Article

Российский федерализм, или Нереализованный сценарий

ОУ приводит (с сокращениями) текст статьи социолога, главного научного сотрудника ИНИОН РАН Натальи Лапиной «Российский федерализм, или Нереализованный сценарий» (2005), посвященной упущенной возможности развития России по федералистскому сценарию.

Российская общественно-политическая трансформация по своему содержанию и масштабам выходит за рамки перехода от одного социально-политического типа общественной организации к другому. Наряду с формированием основ новой государственности и новой хозяйственной модели важнейшей составляющей российского транзита стала регионализация. В результате развала централизованной системы управления перед Россией открылась новая историческая перспектива — развитие по федералистскому сценарию, — которой она не воспользовалась.

В девяностые годы в России произошло перераспределение властных полномочий и собственности между федеральным Центром и субъектами РФ, а отношения между двумя уровнями власти — федеральным и региональным — от унитаризма советских времен эволюционировали в сторону децентрализации. В условиях нарастающей регионализации различия между субъектами РФ в социальной, экономической, политической сферах возросли. Наряду с моделью перехода, которая была выработана и осуществлялась в федеральном Центре, сформировалось множество региональных вариантов политической трансформации, которые в научной литературе принято рассматривать в рамках концепции региональных политических режимов.

Неоднозначность общественно-политических процессов, происходящих в современной России, ставит перед исследователем задачу осмысления содержания и направления изменений, пережитых российским обществом в последнее десятилетие. В западной и отечественной науке немало написано о моделях «перехода» к новой общественной организации, модернизационном / антимодернизационном потенциале и социальных акторах трансформирующегося общества. Настоящая статья посвящена региональному измерению российской политической трансформации, в ней рассматриваются два аспекта регионализации: процессы институционального и политического строительства в регионах и динамика взаимодействия федерального Центра и регионов в девяностые годы XX и начале XXI столетия. Региональные процессы рассматриваются преимущественно на примере «русских» регионов, где автором совместно с А. Чириковой (доктор социологических наук, ИС РАН) был проведен ряд социологических исследований.

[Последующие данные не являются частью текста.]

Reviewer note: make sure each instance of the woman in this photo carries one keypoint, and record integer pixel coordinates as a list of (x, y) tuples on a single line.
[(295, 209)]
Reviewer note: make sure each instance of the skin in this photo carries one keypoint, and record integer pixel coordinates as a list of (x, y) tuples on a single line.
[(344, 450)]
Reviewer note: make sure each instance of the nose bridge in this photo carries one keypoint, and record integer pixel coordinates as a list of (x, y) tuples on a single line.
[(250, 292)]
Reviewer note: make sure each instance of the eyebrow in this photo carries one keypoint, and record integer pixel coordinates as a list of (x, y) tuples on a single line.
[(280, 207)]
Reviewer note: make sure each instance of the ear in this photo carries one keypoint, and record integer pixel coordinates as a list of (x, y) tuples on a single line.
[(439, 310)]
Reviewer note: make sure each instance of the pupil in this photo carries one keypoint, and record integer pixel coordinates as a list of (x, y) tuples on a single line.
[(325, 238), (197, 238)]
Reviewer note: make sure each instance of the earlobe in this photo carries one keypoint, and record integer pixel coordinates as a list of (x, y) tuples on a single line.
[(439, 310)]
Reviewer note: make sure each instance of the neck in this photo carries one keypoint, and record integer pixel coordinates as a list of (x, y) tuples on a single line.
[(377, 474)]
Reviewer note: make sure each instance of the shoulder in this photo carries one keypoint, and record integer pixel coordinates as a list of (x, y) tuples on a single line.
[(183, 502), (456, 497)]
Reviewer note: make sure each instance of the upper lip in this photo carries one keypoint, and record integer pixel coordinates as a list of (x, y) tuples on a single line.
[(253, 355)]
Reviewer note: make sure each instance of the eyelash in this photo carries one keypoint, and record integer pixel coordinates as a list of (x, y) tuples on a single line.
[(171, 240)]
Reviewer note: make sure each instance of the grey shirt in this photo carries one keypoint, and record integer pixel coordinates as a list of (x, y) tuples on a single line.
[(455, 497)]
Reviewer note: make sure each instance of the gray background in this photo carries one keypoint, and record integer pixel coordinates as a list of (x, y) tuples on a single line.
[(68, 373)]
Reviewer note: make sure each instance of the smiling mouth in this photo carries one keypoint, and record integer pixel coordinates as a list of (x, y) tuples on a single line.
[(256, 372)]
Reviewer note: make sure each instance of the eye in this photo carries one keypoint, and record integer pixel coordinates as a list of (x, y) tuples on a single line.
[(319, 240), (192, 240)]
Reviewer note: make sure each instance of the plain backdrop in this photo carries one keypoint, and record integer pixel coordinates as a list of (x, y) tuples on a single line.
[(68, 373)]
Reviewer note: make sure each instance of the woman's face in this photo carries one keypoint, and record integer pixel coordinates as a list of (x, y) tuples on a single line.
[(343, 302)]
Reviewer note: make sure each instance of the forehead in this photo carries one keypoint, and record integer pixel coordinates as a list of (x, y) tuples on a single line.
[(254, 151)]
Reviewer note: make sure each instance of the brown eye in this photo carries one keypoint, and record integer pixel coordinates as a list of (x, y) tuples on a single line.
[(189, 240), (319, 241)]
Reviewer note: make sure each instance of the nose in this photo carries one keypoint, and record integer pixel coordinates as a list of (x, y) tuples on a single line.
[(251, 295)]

Период «региональной автономии» и формирование в России асимметричной федерации

За десятилетие реформ в регионах России сложился институциональный каркас, обеспечивающий функционирование механизма управления. Процесс институционального строительства на региональном уровне протекал неравномерно и в различных по своему статусу субъектах федерации подчинялся разной логике. Первоначально по пути административно-государственного строительства пошли национальные республики.

<…>

Институциональные изменения в «русских» регионах в первой половине девяностых годов определялись федеральным Центром. В соответствии с Указом «О некоторых вопросах деятельности органов исполнительной власти в РСФСР» от 22 августа 1991 года в «русских» субъектах и национально-территориальных образованиях (автономные округа) создавались новые органы исполнительной власти — региональные администрации. За главой администрации закреплялась вся исполнительная власть в регионе, ему было предоставлено право самостоятельно формировать администрацию, определять ее структуру и штаты. Наряду с институтом главы администрации в регионах учреждался пост представителя Президента в субъекте федерации, который представлял главу государства в отношениях с местными органами власти и был призван содействовать реализации президентских решений на местах. Вопросы назначения и выборов глав регионов, упразднение советов и учреждение представительных органов власти решались в Центре. Федеральная власть установила общие принципы организации региональной власти (выборность глав регионов, разделение властей).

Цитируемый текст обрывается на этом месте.